Ireland on the brink as budget crunch looms
Austerity threatens growth, but markets leave Dublin little choice
After promising a 15 billion euro ($20.7 billion) austerity package of spending cuts and tax hikes, Ireland’s government may be facing its last chance to avoid a bailout by persuading markets that the country can repay its debts.
Yields on government bonds have soared in recent days as investors increasingly fear that the only long-term option for Ireland will be a bailout from Europe. But sympathy for Brian Cowen’s Fianna Fail–led coalition is almost nonexistent among Dubliners, who see the government as the biggest villain in the collapse of the Irish economy…
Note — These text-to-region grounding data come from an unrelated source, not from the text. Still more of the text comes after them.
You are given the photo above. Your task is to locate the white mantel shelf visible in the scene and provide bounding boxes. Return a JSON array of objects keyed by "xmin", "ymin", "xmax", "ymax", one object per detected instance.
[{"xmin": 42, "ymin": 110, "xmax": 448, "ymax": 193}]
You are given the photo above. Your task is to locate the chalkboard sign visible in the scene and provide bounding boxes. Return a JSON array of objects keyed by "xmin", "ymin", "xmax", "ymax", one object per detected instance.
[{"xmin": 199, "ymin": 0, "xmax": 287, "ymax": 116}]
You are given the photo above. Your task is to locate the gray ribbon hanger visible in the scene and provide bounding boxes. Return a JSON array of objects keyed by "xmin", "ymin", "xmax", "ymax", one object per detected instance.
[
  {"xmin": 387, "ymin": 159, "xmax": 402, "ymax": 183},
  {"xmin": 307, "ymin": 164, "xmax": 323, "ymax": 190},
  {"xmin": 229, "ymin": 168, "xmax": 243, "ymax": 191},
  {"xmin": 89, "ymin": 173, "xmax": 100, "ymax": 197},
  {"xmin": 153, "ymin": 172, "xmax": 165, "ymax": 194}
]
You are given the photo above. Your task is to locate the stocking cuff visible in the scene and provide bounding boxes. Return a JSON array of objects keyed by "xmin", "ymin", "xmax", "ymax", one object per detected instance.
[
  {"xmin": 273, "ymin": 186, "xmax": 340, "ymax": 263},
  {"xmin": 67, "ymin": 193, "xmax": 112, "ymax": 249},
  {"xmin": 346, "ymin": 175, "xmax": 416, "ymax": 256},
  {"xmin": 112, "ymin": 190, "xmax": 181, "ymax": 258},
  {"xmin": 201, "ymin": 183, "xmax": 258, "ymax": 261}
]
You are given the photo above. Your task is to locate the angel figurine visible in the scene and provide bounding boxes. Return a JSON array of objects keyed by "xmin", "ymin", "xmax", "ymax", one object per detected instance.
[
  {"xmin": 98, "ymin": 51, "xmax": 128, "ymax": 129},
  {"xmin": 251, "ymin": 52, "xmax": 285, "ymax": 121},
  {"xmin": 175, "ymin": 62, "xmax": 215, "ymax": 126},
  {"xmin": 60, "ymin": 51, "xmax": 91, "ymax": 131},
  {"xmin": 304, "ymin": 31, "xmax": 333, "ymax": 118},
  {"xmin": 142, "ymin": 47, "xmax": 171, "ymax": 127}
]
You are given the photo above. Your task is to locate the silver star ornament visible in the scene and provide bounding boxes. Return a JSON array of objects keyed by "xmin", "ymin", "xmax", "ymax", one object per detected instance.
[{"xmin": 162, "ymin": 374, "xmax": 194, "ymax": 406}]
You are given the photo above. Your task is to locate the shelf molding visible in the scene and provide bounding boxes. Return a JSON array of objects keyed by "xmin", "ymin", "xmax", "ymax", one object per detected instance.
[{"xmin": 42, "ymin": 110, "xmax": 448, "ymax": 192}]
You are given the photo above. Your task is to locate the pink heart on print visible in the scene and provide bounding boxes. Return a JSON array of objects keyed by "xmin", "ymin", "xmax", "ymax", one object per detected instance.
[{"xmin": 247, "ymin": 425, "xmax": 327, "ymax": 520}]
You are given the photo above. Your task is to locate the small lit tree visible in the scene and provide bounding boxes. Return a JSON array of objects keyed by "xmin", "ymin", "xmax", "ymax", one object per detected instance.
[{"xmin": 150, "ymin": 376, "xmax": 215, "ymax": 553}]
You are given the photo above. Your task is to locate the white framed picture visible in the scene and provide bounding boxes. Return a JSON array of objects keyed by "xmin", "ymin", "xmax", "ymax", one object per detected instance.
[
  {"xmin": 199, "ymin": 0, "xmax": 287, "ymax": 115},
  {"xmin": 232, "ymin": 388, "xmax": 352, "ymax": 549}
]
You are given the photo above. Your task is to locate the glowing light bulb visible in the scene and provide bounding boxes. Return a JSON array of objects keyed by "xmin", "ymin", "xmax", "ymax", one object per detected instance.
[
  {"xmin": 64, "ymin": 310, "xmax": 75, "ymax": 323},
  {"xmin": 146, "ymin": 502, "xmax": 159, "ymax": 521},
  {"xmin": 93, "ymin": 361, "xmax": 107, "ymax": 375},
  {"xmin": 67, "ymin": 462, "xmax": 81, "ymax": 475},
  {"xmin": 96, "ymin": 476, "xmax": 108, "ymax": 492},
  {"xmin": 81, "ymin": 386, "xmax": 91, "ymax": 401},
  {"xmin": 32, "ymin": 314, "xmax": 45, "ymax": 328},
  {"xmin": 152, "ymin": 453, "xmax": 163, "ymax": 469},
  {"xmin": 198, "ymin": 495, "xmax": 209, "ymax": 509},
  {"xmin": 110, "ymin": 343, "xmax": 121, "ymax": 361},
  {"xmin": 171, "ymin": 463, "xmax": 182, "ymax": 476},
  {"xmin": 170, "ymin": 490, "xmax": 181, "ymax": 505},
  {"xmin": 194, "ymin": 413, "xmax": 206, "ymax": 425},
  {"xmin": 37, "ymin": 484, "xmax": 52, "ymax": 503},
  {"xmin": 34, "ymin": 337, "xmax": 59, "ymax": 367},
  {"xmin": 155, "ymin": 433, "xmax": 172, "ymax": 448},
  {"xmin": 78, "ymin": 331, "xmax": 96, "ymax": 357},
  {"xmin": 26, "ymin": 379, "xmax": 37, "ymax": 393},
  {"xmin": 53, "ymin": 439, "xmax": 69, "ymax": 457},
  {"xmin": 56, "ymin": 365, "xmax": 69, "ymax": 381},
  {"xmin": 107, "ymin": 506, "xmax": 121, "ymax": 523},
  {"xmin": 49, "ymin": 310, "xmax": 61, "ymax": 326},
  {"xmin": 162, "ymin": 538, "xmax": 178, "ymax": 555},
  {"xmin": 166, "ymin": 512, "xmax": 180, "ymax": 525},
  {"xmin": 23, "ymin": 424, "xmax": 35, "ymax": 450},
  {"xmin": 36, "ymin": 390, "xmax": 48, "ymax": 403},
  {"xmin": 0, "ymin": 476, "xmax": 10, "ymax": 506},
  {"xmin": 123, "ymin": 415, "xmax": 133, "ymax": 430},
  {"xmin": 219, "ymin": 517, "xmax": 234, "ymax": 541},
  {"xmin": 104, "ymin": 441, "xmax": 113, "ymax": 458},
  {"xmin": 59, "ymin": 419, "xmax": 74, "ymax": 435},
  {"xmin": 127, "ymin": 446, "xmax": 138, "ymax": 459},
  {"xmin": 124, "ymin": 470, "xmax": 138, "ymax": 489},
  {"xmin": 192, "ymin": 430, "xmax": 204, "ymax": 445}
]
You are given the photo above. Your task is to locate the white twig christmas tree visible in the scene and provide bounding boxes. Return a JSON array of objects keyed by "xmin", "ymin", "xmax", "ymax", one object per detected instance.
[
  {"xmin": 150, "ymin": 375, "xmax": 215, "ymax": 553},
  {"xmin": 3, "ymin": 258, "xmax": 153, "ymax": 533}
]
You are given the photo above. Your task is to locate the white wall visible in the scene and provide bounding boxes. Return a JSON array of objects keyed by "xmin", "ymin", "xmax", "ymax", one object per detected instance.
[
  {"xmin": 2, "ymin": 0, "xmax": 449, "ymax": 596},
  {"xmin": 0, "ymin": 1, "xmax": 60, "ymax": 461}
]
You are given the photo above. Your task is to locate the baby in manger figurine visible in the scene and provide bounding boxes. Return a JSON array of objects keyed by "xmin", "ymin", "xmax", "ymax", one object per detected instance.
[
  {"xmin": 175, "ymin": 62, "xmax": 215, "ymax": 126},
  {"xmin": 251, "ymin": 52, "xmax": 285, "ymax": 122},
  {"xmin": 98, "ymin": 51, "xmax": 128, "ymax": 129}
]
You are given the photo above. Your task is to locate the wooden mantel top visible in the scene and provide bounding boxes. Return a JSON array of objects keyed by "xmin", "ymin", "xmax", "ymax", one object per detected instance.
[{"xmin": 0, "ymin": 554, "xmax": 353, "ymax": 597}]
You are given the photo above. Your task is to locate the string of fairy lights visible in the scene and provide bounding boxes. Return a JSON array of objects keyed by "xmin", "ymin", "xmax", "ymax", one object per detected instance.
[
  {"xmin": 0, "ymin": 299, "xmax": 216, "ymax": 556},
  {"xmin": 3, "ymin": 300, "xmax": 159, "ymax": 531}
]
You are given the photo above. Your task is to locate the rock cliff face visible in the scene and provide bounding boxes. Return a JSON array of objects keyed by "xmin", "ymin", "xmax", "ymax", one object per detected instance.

Please read the whole article, but I’ll summarize it in just a few words: Ireland is damned if they do and damned if they don’t. If Ireland does nothing, it will be unable to repay its debts. In other words, it will default if it is not given a bailout. But the EU will not bail out Ireland if it does not reduce its deficit.
If Ireland chooses to reduce its deficit, which it is trying to do, it will require massive tax increases and/or huge cuts in spending. Either will result in massive protests and economic harm.
Western governments have been spending more than it could afford for nearly a century now. In the US, it started in 1913 with the emergence of the Federal Reserve and ratification of the income tax amendment. It got worse with the two world wars, Great Depression, and breaking from the gold standard. Now, countries like Ireland, Greece, Portugal, and Spain have only years, if not months, to get their houses in order. After 100 years of failure, we are now paying the price.